Toda experiencia provoca un cambio neuronal. Pienso que el sedimento de todos los cambios neuronales queda en nosotros como conocimiento no verbalizable y tampoco visualizable. Está ahí sin que nos demos cuenta de él. Sin que podamos contárselo a nadie. Al igual que las rutinas en la elaboración de softwares están ahí para responder a estímulos y retos sin que medie nuestro razonamiento, nuestra memoria o el programa principal.

Un viejo profesor enseñaba que todo el aprendizaje que hacíamos sobre la empresa, su funcionamiento, sus detalles, tenía la finalidad de convertirse en intuición. Que llegaría un día en que no tendríamos que sentarnos a lidiar con un caso sino que más o menos, a golpe de vista, sabríamos cuál era la mejor solución.  He visto empresarios y gerentes hacer eso de manera sorprendente. Así como cuando tocamos algo caliente, retiramos la mano con presteza sin esperar a que la sensación llegue al cerebro y el cerebro emita la orden de retirar la mano, ante determinados estímulos cognitivos. sabemos qué hacer sin darle mucha vuelta. Herbert Simon decía que el buen jugador de ajedrez no va prediciendo las próximas jugadas, sino que percibe un patrón y sabe si se suma en la próxima jugada a ese patrón o no. Pienso que un gran ejecutivo de empresas, un buen político, un estadista, pueden resolver muchas cosas por intuición, lo cual no los exime de hacer la tarea de aplicar algún método racional para determinar lo que es preferible. Que el recurso a la intuición sea un plus y no el resultado de la pereza mental.

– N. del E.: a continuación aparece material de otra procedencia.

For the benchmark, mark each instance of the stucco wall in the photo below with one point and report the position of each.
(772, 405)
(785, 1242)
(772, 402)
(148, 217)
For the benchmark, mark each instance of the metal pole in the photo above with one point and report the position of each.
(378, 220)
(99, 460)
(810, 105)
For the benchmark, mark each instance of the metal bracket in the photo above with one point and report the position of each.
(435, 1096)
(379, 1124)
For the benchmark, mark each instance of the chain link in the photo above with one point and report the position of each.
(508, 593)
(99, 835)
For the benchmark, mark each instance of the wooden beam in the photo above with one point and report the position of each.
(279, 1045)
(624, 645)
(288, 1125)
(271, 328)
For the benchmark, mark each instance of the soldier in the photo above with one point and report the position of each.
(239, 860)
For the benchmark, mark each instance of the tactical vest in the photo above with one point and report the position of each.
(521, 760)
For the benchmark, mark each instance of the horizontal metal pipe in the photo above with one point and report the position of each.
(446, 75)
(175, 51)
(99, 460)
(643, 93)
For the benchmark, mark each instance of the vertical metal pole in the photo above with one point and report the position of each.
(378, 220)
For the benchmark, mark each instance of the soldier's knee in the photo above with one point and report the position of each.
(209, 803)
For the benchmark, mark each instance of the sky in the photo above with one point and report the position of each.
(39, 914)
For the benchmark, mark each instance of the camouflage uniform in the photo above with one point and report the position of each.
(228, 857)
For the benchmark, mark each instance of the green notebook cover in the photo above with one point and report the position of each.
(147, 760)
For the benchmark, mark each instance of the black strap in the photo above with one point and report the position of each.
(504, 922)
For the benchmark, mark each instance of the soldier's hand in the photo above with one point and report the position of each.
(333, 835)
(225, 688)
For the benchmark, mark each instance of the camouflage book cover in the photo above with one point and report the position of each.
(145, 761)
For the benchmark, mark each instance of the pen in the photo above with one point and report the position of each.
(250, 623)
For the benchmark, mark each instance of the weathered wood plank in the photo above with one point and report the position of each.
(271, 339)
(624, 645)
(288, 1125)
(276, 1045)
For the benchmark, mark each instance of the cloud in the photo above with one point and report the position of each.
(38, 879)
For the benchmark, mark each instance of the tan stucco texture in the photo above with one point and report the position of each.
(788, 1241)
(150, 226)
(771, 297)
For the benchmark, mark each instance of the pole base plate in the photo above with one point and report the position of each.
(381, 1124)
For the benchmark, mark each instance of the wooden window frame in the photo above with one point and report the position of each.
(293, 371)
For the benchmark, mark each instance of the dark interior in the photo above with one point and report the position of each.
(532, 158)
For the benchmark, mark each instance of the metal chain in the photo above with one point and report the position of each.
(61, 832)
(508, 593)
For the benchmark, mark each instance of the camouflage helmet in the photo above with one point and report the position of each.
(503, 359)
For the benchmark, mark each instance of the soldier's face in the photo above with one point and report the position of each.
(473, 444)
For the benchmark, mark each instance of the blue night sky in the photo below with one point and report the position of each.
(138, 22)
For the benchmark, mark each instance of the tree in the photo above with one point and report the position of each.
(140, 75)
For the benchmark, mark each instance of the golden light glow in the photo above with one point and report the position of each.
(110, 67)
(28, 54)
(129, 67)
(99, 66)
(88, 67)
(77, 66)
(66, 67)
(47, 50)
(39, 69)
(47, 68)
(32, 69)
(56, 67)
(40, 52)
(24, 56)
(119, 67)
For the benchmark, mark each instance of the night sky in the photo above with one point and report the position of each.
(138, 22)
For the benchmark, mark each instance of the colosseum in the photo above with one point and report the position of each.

Hay un gran riesgo en confiar en la intuición cuando el problema no es de la misma naturaleza que aquellos para los cuales tenemos conocimiento intuitivo. Por eso, aunque nuestra experiencia nos haya llevado a desarrollar una excelente capacidad intuitiva, conviene, antes de saltar a soluciones, hacerse preguntas críticas del tipo de ¿En qué difiere este problema de otros conocidos? Y esta pregunta, en épocas de cambio o cuando hay cambio de época, hay que volverla a plantear por más experiencia que tengamos.